What do scientists do when confronted with a popular and well-funded pseudoscience? We confront this in SBM all the time. Should we aim to eradicate chiropractors or reform them? Reform has historically worked – osteopaths started out as pseudoscientific as chiropractors but were welcomed into the fold of scientific medicine when they accepted its rules. Chiropractors rejected the same offer, and now continue to be a main source of medical pseudoscience.

So – do we try to reform the organic farming industry, allow it to evolve into a more science-based version of itself, or do we try to minimize it? I could go either way, as long as the end result is the same. But I fear that reform may not be possible – the ideological roots go too deep.

We could propose an alternate approach that essentially makes organic farming redundant and takes the wind out of their sails – namely “sustainable farming”. Of course this already exists, but  the organic has done a good job of branding themselves a the sustainable option when they aren’t. In reality the organic industry has taken the wind out of the sustainable farming sails, which is unfortunate. It would take a major counter movement with the backing of scientists and regulators to establish a sustainable farming standard, and allow the organic myth to wither.

The EU agricultural scientists, in this paper, have chosen another root. They wish to modify organic farming so that it allows for GMOs, which they correctly argue are necessary in order to achieve our goals of sustainability. They are basically calling organic farming’s bluff – if you truly want sustainability, then embrace GMOs. GMO technology has and is leading to crops with enhanced nutrition, higher yields (more land efficiency), drought and disease resistance, reduced need for fertilizer, and longer shelf-life. All of these technologies can be leveraged to enhance sustainability and reduce land use and the ecological impact of farming. But organic farming is opposed to it for purely ideological reasons, which they then justify with a list of demonstrable false lies.
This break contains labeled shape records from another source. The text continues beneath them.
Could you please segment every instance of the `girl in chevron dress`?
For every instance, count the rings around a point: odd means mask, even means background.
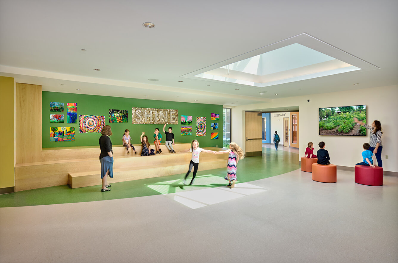
[[[229,145],[229,149],[225,151],[216,152],[216,153],[228,153],[228,164],[226,166],[226,176],[224,178],[228,180],[229,184],[227,186],[231,188],[234,188],[236,180],[236,164],[239,160],[244,158],[244,155],[242,149],[235,143],[231,143]]]

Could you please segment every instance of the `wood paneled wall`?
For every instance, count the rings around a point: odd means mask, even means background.
[[[41,158],[41,86],[17,83],[16,87],[16,162],[40,162]]]

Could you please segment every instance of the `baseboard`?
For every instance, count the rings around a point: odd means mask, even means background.
[[[301,165],[301,161],[298,161],[298,165]],[[354,172],[354,168],[348,166],[342,166],[341,165],[337,165],[337,168],[339,170],[344,170],[345,171],[349,171],[350,172]],[[394,176],[398,177],[398,172],[391,172],[390,171],[383,171],[383,175],[386,175],[389,176]]]
[[[5,187],[3,188],[0,188],[0,195],[15,192],[15,191],[14,191],[14,186],[11,186],[11,187]]]

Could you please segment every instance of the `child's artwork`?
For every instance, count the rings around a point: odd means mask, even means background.
[[[219,114],[217,113],[211,114],[211,120],[218,120]]]
[[[105,116],[79,115],[79,132],[101,132],[105,125]]]
[[[127,112],[123,110],[109,109],[109,122],[127,122]]]
[[[74,141],[74,127],[50,127],[50,141]]]
[[[76,123],[77,118],[77,103],[66,103],[66,123]]]
[[[64,102],[50,102],[50,111],[64,111]]]
[[[192,124],[192,116],[181,115],[181,124],[189,125]]]
[[[181,127],[181,136],[192,135],[192,126]]]
[[[206,117],[196,117],[196,136],[206,135]]]
[[[64,118],[63,114],[50,114],[50,122],[63,123],[65,120]]]
[[[211,139],[214,140],[215,139],[219,138],[219,133],[218,132],[212,132],[211,133]]]

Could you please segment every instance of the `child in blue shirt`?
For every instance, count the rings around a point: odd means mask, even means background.
[[[365,143],[363,145],[363,149],[365,150],[362,152],[362,158],[363,158],[363,161],[362,162],[357,163],[355,165],[366,165],[366,166],[371,166],[375,167],[375,155],[373,153],[368,149],[371,147],[369,143]]]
These authors are not the first to try this strategy. A 2015 article about agricultural scientist, Pamela Ronald, makes the same point.
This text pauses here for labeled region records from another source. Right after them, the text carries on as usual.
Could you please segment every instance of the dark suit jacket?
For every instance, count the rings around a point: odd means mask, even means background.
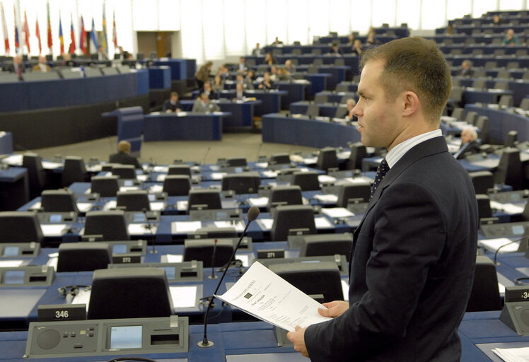
[[[108,161],[110,163],[121,163],[122,165],[132,165],[136,168],[141,168],[138,160],[125,152],[118,152],[110,155]]]
[[[444,139],[409,150],[354,233],[349,309],[305,332],[311,361],[459,361],[477,225],[472,182]]]
[[[170,99],[166,99],[163,102],[163,107],[162,108],[163,112],[165,112],[167,110],[171,110],[173,112],[176,112],[176,110],[181,110],[182,109],[182,105],[180,104],[180,100],[178,100],[176,101],[176,104],[174,105],[171,104],[171,100]]]

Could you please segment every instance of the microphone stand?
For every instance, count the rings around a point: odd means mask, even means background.
[[[206,309],[206,315],[204,317],[204,339],[202,341],[198,342],[197,345],[199,347],[201,348],[209,348],[212,346],[214,344],[211,341],[208,341],[207,339],[207,317],[208,315],[209,315],[209,310],[211,308],[213,299],[215,298],[215,294],[216,294],[216,292],[219,291],[219,288],[221,286],[221,284],[222,283],[222,281],[224,279],[224,276],[226,276],[226,273],[228,272],[228,269],[229,269],[230,264],[231,264],[231,262],[233,261],[233,259],[235,258],[235,253],[237,252],[237,250],[239,248],[239,245],[240,245],[240,242],[243,240],[243,238],[245,237],[246,235],[246,230],[248,230],[248,226],[250,226],[250,223],[255,220],[257,216],[259,216],[259,208],[256,206],[252,206],[250,208],[250,210],[248,210],[248,222],[246,223],[246,226],[244,228],[244,231],[243,231],[243,234],[240,235],[240,238],[239,238],[239,241],[237,243],[237,246],[235,247],[233,249],[233,252],[231,253],[231,257],[230,257],[230,260],[228,262],[228,267],[224,269],[224,272],[222,273],[222,276],[221,276],[220,280],[219,281],[219,284],[216,286],[216,288],[215,288],[215,291],[213,292],[213,295],[208,298],[207,299],[207,308]],[[255,216],[255,217],[254,217]]]

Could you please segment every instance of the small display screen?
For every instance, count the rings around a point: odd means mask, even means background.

But her innovations aren’t limited to science. She’s also trying to mend the perceived schism between genetic engineering and organic farming. To do so, she’s promoting a form of sustainable agriculture that draws on both practices. Only by combining elements of each, she contends, will we have a chance of feeding the world’s swelling population (expected to reach 9.2 billion by 2050) while also protecting the planet’s natural resources and countenancing the effects of climate change.

As you can see this idea, that we need science-based sustainable farming and that organic farming is in the way, is not new. By the way, this is not a “perceived schism” – it is a real schism, created by the organic industry’s dedication to a century-old pseudoscience and logical fallacy. I fear that these scientists don’t know what they are up against. It’s a little like climate scientists first realizing that just pointing out the evidence for climate change is not enough, there are actually dedicated opponents to science on the other side.
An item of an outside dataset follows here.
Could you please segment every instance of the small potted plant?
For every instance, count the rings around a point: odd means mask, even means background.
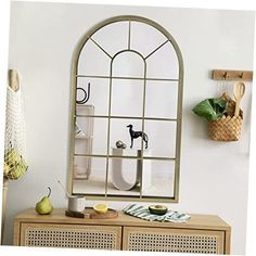
[[[208,121],[209,138],[217,141],[238,141],[241,136],[243,112],[235,115],[235,102],[223,93],[220,98],[206,99],[192,110]]]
Advocating for science-based sustainable farming is a good start, but these scientists have to learn quickly that this is not just about facts, evidence, and logic. They are up against a well-funded deeply rooted cultural pseudoscience. They are brining a knife to a gun fight and are going to get slaughtered (many already have been and learned the hard way, through direct attacks and smear campaigns, what going up against the anti-GMO and pro-organic crowd can mean).

Hopefully, however, we will get a critical mass of agricultural scientists who see what needs to be done. Then those of us who have familiarity with science-denial can educate them on the history of such conflicts and what they are truly up against, and we can work together to get to our ultimate goal – sustainable farming that actually works.